Protein dynamics in solution and in a crystalline environment: a molecular dynamics study

Abstract

The effect of a solvent and a crystalline environment on the dynamics of proteins is investigated by the method of computer simulation. Three 25-ps molecular dynamics simulations at 300 K of the bovine pancreatic trypsin inhibitor (BPTI), consisting of 454 heavy atoms, are compared: one of BPTI in vacuo, one of BPTI in a box with 2647 spherical nonpolar solvent atoms, and one of BPTI surrounded by fixed crystal image atoms. Both average and time-dependent molecular properties are examined to determine the effect of the environment on the behavior of the protein. The dynamics of BPTI in solution or in the crystal environment are found to be very similar to that found in the vacuum calculation.

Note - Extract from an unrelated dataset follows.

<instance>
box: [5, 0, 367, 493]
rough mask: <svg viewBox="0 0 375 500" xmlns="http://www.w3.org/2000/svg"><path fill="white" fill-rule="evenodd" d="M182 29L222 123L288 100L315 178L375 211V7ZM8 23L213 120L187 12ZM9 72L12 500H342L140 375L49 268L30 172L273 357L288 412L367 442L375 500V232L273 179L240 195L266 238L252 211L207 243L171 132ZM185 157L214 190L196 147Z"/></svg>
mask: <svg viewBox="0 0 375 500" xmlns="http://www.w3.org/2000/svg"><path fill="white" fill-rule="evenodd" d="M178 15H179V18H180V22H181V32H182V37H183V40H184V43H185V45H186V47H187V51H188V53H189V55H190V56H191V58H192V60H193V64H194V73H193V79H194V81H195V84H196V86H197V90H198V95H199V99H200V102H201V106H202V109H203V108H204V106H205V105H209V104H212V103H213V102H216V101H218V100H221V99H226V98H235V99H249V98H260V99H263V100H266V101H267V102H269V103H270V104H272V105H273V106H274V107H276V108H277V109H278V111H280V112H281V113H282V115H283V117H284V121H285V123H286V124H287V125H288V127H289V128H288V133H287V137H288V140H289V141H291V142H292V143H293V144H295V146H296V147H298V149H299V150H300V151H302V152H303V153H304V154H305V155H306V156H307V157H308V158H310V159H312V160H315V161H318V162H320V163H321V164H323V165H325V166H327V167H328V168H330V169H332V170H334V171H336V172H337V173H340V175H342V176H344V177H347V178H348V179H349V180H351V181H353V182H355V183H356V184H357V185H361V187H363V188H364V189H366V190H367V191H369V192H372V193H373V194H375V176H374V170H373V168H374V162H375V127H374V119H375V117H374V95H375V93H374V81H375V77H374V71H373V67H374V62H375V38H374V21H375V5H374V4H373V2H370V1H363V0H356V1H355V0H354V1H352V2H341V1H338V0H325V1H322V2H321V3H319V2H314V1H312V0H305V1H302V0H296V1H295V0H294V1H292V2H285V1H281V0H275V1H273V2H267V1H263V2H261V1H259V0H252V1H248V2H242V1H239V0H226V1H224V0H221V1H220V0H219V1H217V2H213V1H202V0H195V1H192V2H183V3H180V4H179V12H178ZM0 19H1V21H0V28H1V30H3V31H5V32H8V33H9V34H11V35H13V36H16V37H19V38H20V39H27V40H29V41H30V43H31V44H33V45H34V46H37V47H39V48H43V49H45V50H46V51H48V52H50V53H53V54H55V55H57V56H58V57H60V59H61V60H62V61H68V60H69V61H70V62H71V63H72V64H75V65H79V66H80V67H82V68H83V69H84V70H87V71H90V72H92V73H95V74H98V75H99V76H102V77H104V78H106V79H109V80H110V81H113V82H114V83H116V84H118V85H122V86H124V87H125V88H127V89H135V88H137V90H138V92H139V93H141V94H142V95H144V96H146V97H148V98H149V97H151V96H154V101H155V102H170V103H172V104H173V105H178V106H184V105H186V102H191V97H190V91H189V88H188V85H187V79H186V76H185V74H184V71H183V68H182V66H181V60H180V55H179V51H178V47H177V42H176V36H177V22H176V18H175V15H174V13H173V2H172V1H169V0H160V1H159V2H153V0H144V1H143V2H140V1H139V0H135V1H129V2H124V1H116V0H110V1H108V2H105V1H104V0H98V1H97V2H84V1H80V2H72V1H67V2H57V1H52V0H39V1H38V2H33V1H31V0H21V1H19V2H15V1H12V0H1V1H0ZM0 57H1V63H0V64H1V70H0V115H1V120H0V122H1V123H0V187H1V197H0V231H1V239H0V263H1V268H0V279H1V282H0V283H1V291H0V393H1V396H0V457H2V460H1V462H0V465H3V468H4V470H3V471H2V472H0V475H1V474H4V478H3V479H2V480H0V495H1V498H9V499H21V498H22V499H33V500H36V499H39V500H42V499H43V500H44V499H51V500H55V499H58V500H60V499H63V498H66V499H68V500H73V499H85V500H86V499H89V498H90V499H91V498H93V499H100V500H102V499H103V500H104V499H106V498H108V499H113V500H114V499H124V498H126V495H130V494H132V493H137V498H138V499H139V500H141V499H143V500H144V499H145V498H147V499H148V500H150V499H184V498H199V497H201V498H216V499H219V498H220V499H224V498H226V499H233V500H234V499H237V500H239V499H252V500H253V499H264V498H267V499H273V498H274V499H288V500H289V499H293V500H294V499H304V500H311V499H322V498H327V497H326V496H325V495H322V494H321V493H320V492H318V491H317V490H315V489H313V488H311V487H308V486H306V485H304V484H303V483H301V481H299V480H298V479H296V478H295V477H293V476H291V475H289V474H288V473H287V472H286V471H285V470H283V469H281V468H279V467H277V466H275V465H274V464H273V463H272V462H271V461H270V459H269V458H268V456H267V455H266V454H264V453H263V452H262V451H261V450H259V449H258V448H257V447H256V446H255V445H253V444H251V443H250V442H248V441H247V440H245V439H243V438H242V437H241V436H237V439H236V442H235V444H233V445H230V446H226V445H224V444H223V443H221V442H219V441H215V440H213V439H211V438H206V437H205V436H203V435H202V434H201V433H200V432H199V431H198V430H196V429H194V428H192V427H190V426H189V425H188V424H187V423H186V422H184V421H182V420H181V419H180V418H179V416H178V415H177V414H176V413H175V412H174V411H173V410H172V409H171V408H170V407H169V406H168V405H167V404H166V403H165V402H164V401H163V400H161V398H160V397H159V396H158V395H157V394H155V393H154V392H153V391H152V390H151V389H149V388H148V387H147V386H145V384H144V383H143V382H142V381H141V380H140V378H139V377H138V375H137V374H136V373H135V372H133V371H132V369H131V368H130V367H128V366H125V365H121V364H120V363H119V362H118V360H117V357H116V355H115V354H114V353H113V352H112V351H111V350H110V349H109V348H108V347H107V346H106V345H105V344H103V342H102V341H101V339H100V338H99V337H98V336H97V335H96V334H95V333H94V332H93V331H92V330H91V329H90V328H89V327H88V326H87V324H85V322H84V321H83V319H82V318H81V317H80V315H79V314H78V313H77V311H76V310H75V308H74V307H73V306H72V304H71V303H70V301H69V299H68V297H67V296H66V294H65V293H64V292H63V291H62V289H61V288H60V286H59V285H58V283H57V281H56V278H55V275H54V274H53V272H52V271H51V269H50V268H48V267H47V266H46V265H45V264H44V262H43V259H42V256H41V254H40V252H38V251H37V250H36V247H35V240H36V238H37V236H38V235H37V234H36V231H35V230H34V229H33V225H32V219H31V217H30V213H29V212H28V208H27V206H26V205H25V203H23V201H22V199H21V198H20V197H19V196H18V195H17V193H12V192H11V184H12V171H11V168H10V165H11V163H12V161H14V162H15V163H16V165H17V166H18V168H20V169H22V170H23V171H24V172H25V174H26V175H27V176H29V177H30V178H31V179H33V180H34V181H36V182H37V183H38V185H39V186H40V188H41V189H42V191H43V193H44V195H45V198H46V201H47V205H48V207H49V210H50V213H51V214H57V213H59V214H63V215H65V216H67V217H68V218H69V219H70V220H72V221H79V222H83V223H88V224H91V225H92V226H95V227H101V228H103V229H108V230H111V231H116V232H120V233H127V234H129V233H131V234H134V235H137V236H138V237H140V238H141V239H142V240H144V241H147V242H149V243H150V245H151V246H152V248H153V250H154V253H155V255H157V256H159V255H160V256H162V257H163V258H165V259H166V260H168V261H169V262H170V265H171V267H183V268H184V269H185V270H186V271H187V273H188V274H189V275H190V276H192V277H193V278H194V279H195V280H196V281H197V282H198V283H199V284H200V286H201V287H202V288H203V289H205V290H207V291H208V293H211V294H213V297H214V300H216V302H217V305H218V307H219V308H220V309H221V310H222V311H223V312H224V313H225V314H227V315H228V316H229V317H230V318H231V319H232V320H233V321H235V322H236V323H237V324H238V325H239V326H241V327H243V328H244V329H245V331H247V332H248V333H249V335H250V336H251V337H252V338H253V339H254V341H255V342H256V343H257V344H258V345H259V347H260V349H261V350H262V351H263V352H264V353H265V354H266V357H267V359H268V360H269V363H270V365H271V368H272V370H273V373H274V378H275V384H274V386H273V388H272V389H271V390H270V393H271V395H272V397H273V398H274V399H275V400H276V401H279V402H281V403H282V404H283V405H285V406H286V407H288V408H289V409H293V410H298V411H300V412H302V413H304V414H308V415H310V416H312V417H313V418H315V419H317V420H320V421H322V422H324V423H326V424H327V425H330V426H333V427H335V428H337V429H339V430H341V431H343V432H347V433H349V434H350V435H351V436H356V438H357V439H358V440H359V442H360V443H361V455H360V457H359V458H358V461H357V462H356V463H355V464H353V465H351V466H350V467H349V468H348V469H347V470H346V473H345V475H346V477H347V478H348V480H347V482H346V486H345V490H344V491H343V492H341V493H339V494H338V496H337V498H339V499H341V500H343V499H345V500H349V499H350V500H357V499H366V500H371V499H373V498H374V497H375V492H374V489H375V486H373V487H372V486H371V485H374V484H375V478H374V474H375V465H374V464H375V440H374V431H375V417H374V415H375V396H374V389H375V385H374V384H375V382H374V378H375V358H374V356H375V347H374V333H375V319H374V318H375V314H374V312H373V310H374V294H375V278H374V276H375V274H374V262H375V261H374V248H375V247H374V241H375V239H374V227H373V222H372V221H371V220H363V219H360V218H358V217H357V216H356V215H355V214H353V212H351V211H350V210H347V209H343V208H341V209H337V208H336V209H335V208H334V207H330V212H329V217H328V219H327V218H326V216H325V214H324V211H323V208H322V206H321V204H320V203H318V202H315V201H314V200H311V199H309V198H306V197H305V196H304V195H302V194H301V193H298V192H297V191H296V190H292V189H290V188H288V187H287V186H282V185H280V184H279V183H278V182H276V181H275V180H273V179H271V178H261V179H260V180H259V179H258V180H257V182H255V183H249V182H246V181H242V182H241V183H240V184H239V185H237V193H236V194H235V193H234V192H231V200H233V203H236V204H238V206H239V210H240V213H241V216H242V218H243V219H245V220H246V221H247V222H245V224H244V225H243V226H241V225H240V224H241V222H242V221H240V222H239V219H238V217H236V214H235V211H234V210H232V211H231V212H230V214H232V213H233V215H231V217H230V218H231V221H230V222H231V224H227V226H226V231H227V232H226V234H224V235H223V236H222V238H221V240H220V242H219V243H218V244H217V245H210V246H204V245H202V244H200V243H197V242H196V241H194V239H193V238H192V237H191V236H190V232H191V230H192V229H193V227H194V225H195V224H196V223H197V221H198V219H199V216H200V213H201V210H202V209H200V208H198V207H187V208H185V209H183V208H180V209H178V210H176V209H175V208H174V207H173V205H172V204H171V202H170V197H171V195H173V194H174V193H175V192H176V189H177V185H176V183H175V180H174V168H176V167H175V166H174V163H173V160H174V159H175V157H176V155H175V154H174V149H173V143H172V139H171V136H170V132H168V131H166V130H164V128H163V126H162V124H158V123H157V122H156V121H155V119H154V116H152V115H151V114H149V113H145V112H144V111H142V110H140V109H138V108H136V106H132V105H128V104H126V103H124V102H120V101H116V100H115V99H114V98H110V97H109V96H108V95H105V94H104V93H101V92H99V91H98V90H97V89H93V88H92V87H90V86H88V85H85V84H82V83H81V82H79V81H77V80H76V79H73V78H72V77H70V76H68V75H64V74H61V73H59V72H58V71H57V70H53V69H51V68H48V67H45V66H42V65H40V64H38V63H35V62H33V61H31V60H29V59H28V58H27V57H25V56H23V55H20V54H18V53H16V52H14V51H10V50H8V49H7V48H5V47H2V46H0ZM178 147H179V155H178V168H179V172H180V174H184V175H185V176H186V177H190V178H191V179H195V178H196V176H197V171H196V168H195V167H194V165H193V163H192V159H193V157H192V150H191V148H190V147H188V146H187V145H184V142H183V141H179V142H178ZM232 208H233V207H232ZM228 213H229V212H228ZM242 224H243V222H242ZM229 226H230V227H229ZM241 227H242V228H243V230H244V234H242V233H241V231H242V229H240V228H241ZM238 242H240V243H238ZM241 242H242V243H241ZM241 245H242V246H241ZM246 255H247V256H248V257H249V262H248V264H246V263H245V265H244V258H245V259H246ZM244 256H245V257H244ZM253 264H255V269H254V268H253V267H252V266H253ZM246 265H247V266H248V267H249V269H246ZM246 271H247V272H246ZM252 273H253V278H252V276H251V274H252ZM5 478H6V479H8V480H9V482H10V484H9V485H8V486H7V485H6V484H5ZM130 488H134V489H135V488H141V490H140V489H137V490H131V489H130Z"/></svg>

The primary difference in the average properties is that the equilibrium structure in the presence of solvent or the crystal field is significantly closer to the X-ray structure than is the vacuum result; concomitantly, the more realistic environment leads to a number density closer to experiment. The presence of solvent has a negligible effect on the overall magnitude of the positional or dihedral angle fluctuations in the interior of the protein; however, there are changes in the decay times of the fluctuations of interior atoms. For surface residues, both the magnitude and the time course of the motions are significantly altered by the solvent. There tends to be an increase in the displacements of long side chains and the flexible parts of the main chain that protrude into the solvent. Further, these motions tend to have a more diffusive character with longer relaxation times than in vacuo. The crystal environment has a specific effect on a number of side chains which are held in relatively fixed positions through hydrogen-bond and electric interactions with the neighboring protein atoms. Most of the effects of the solution environment seem to be sufficiently nonspecific that it may be possible to model them by applying a mean field and stochastic dynamic methods.